The energy stored in a capacitor is
$$ U= \dfrac{1}{2} CV^2 $$
So when I have a 1F supercap charged to 1V the energy is 0.5 J. When I connect a second supercap, also 1F in parallel the charge will distribute and the voltage will halve. Then
$$ U = \dfrac{1}{2} 2F (0.5V)^2 = 0.25 J $$
What happened to the other 0.25 J?
You moved energy from one place to another and you can't do that unpunished. If you connected the two capacitors via a resistor the 0.25J went as heat in the resistor. If you just shorted the caps together much of the energy will have radiated in the spark, the rest again is lost as heat in the internal resistances of the capacitors.
further reading
Energy loss in charging a capacitor
I agree with Steven, but here is another way to think about this problem.
Suppose we had two nice and perfect 1 F capacitor. These have no internal resistance, no leakage, etc. If one cap is charged to 1 V and the other at 0 V, then it's hard to see what really happens if they were connected because the current would go infinite.
Instead, let's connect them with a inductor. Let this be another ideal perfect part with no resistance. Now everything behaves nicely and can be calculated. Initially, the 1 V difference starts current flowing in the inductor. This current will increase until the two caps reach the same voltage, which is 1/2 V. Now you've got 1/8 J in one cap and 1/8 J in the other cap for a total of 1/4 J as you said. However, now we can see where the extra energy went. The inductor current is maximum at this point, and the remaining 1/4 J is stored in the inductor.
If we kept everything connected, energy would slosh back and forth between the two caps and the inductor forever. The inductor acts like a flywheel for current. When the caps reach equal voltage, the inductor current is at its maximum. The inductor current will continue, but now will decrease due to reverse voltage accross it. The current will continue until the first cap is at 0 V and the second at 1 V. At that point, all the energy has been transferred to the second cap and none is in the first cap or the inductor.
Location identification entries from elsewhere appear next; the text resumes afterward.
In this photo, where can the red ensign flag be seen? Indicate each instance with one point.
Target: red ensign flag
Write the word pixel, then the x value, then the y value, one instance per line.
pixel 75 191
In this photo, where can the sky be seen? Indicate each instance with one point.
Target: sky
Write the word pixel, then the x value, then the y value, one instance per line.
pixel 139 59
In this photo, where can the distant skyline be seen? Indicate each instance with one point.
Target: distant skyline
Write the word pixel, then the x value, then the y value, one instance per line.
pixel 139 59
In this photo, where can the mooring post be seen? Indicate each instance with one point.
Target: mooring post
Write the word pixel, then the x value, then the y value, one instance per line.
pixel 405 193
Now we are at the same point we started at except that the caps are reversed. Hopefully you can see that the 1/2 J of energy will continue to slosh back and forth forever with the cap voltages and the inductor current being sine waves. At any one point, the energies of the two caps and the inductor add to the 1/2 J we started with. Energy is not lost, just constantly moved around.
This is to more directly answer your original question. Suppose you connected the two caps with a resistor in between. The voltage on both caps will be a exponential decay towards the 1/2 V steady state as before. However, there was current thru the resistor which heated it. Obviously you can't use some of the original energy to heat the resistor and end up with the same amount.
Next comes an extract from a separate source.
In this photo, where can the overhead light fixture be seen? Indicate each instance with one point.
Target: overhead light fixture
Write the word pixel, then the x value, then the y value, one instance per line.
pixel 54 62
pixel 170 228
To explain this in terms of Russell's water tank analogy, instead of opening a valve between the two tanks you could put a small turbine in line. You can extract energy from that turbine as it is driven by the water flowing between the two tanks. Obviously that means the end state of the two tanks can't contain as much energy as the initial state since some was extracted as work via the turbine.
The transfer is lossy - whether by \$I^2R\$ drop in the connecting circuit or electromagnetic energy radiation or spark or other coupling. That this is so is shown a priori by the fact that you know what the end result must be (\$V/2\$ each) and that this must result in an energy decrease using any "normal" connecting method. If you use near perfect wire you get near infinite currents. Every time you halve the wire resistance you get double the current and losses increase linearly with decreasing resistance (decrease with \$R\$, increase with \$I^2\$).
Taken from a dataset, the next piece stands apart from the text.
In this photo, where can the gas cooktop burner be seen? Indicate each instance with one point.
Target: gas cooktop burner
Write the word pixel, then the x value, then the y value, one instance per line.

You can get a different result using an "abnormal" method.
If you use an ideal buck converter it will take Vin x Iin at the input and convert it to the "correct" Vout x Iout at the output to allow no resistive or other losses. The result is easily determined but non intuitive. Making the buck converter non-ideal can give you a result in the 95% - 99% of theoretical range.
As we have 0.5 Joule in a 2 Farad capacitor at the end of the process we know that
$$ U = 0.5 C V^2 $$
$$ 0.5 = 0.5 \times 2 \times V^2 $$
$$ V = \sqrt{0.5} - 0.7071 V $$
We can try that again using just one of the capacitors. As we have 0.5 J initially we get 0.25 J in one cap at the end.
$$ 0.25 = 0.5 \times 1 \times V^2 $$ $$ V = \sqrt{0.5} = 0.7071 V $$
Same result, as expected.
At first glance I thought the water tank analogy was wrong in this case, but it also works quite well for part of the problem. The difference is that, while we can model the lossy case well enough, the loss free case does not make sense physically.
ie A 10,000 litre tank 4 metres tall has energy of 0.5mgh.
h is average height = 2 metres.
Lets's have g=10 (MASCON nearby :-) ).
1 litre weighs 1 kg.
$$ E = 0.5mgh = 0.5 \times 10000 \times 10 \times 2 = 100 kJ $$
Now siphon half the water into a second identical tank.
New depth = 2m. New average depth = 1 m. New content = 5000 litre
Per tank energy = 0.5mgh = 0.5 x 5000 x 10 x 1 = 25,000 Joule
Energy in 2 tanks = 2 x 25 000 J = 50 kJ.
Half of our energy has gone missing.
With a "water buck converter" each tank would be 70.71% full and we'd have made more water.
On this aspect the model fails.
Unfortunately :-).
I found NIT article which says no energy is lost.(https://drive.google.com/file/d/12lwwVXpXBizYF65YlnYta_hy6hPZ7cFs/view?usp=drivesdk)